International aid agencies say they are outraged at the decision by major global donors to cut funding to UNRWA, the UN Palestinian aid agency after allegations some members took part in the October attacks on Israel.
A statement by 21 agencies, including Oxfam, Save the Children and ActionAid, branded the move by 10 countries, including the US and UK as ‘reckless’ and said it could lead to a complete collapse of all aid to the beleaguered population.
It read: ‘As aid organisations, we are deeply concerned and outraged that some of the largest donors have united to suspend funding for the United Nations Relief and Works Agency (UNRWA), the main aid provider for millions of Palestinians in Gaza and the region. This comes amid a rapidly worsening humanitarian catastrophe in Gaza.
‘The suspension of funding by donor states will impact life-saving assistance for over two million civilians, over half of whom are children, who rely on UNRWA aid in Gaza. The population faces starvation, looming famine and an outbreak of disease under Israel’s continued indiscriminate bombardment and deliberate deprivation of aid in Gaza.’
‘We are shocked by the reckless decision to cut a lifeline for an entire population by some of the very countries that had called for aid in Gaza to be stepped up and for humanitarians to be protected while doing their job.’
UNRWA Vital Lifeline
UNRWA, which provides aid to more than 5.6 million Palestinian refugees across the Middle East, said it had launched a probe into 12 staff members who allegedly took part in the attacks of October 7th.
The agency has sacked nine of those accused. Two others are missing and one is dead.
The Palestinians have accused Israel of falsifying information to tarnish UNRWA, which was set up to help refugees of the war at Israel’s founding in 1948 and to which more than half Gaza’s population look to for day-to-day assistance.
UN Secretary-General Antonio Guterres had described UNRWA as ‘the backbone of all humanitarian response in Gaza’ and appealed to all countries to ‘guarantee the continuity of UNRWA’s life-saving work.’
The agency said it would be unable to continue operations in Gaza and across the region beyond the end of February if funding was not resumed, and according to its latest figures 152 UNRWA staff have already been killed and 145 UNRWA facilities damaged by bombardment.
Meanwhile the UAE has allocated $5 million to support the humanitarian operations being carried out by the United Nations in the Gaza Strip and to support UNRWA’s efforts to alleviate the suffering of the people of Gaza and scale up the urgent humanitarian response to their needs.
Collective Punishment
According to an Israeli intelligence dossier about 190 agency employees, including teachers, have doubled as Hamas or Islamic Jihad militants. However the UN has not formally received a copy of the dossier and the group has denied all accusations, describing its role as only supplying humanitarian relief.
Chris Gunness, who was UNRWA’s director of communications for 13 years until 2020, accused Israel of ‘news management’.
He explained: ‘It is likely the Israelis have had this information for months and, in the interests of justice and closure for the grieving Israeli families, they could have presented it to the UN much earlier. Instead, they chose to put it out the day after the international court of justice’s ruling.

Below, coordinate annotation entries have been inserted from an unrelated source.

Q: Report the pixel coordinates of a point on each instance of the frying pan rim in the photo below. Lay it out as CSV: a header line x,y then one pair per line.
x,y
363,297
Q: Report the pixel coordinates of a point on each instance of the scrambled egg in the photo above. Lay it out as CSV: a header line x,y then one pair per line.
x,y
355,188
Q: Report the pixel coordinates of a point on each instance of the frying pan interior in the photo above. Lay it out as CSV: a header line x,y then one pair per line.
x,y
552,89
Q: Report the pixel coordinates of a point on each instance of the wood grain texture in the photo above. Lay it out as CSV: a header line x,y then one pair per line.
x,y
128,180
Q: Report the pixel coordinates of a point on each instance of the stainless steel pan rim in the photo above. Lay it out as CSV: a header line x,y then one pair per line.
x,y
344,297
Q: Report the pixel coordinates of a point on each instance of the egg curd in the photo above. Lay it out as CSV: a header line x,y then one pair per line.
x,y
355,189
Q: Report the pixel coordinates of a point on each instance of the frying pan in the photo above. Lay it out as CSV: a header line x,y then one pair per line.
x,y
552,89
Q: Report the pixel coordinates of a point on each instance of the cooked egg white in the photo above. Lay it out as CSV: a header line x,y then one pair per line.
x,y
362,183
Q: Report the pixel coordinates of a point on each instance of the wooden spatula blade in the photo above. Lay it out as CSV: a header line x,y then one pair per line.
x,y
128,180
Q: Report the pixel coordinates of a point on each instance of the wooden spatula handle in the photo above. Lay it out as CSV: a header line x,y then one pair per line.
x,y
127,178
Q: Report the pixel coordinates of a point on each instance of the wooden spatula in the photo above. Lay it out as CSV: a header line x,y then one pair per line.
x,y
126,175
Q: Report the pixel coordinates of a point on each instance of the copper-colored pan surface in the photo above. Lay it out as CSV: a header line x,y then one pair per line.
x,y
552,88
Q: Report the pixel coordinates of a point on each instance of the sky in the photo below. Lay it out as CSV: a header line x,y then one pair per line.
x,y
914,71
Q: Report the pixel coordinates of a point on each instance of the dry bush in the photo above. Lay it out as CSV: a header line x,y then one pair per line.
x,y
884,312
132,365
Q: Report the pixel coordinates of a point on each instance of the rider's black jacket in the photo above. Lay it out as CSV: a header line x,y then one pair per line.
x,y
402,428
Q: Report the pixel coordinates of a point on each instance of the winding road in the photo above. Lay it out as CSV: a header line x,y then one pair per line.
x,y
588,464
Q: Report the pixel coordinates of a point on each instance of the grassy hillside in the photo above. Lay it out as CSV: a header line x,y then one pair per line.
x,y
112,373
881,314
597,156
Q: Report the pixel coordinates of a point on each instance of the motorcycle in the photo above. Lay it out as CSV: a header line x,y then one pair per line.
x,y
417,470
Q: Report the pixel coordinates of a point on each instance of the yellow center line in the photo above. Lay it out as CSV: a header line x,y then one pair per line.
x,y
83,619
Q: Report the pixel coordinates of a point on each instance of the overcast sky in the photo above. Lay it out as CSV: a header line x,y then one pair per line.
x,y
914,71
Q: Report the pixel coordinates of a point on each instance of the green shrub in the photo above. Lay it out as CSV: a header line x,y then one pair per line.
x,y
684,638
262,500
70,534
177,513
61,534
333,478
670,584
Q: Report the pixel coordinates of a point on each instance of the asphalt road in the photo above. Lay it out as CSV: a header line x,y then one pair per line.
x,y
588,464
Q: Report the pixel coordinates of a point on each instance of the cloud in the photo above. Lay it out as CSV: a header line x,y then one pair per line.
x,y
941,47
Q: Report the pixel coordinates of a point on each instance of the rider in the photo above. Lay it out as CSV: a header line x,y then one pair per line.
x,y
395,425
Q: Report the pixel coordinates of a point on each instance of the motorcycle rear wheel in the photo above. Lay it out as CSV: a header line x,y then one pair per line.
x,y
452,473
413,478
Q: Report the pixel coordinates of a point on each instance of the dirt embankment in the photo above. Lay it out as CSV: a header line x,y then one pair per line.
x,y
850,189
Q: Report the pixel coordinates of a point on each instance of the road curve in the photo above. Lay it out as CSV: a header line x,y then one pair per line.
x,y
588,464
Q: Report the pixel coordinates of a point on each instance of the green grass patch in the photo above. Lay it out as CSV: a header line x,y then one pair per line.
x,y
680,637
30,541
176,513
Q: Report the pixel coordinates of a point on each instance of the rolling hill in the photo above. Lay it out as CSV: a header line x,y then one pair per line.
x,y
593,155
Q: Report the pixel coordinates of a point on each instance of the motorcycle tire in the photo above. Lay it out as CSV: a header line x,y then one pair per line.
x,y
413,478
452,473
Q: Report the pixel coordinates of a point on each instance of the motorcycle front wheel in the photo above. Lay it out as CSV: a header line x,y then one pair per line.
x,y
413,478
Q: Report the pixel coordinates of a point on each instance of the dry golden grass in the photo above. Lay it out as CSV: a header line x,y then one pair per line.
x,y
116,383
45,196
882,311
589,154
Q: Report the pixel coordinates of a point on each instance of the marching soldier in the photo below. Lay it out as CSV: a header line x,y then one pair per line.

‘Donors are taking what I consider to be collective punishment. It’s punitive and disproportionate, and the people who are going to suffer are women, children, the wounded, the sick, the dying. They are being punished by the British government and others and it’s an utter disgrace.’
He said the funding withdrawal was ‘collective punishment – like cutting funding to the NHS (the UK’s National Health Service) because of the actions of Lucy Letby’, referring to a British nurse convicted of murdering seven newborn babies.
UNRWA has cared for Palestinian refugees and their descendants since 1949. As well as Gaza, it operates in the West Bank, Syria, Lebanon and Jordan and employs thousands of Palestinians to run schools and medical clinics and deliver aid. In Gaza, almost 1.5 million people out of a population of about 2.1 million are registered as refugees, according to the agency.
According to the Gaza Health Ministry the death toll among Palestinians reached 27,585 on Wednesday February 7th, with thousands more unaccounted for and most likely buried under rubble.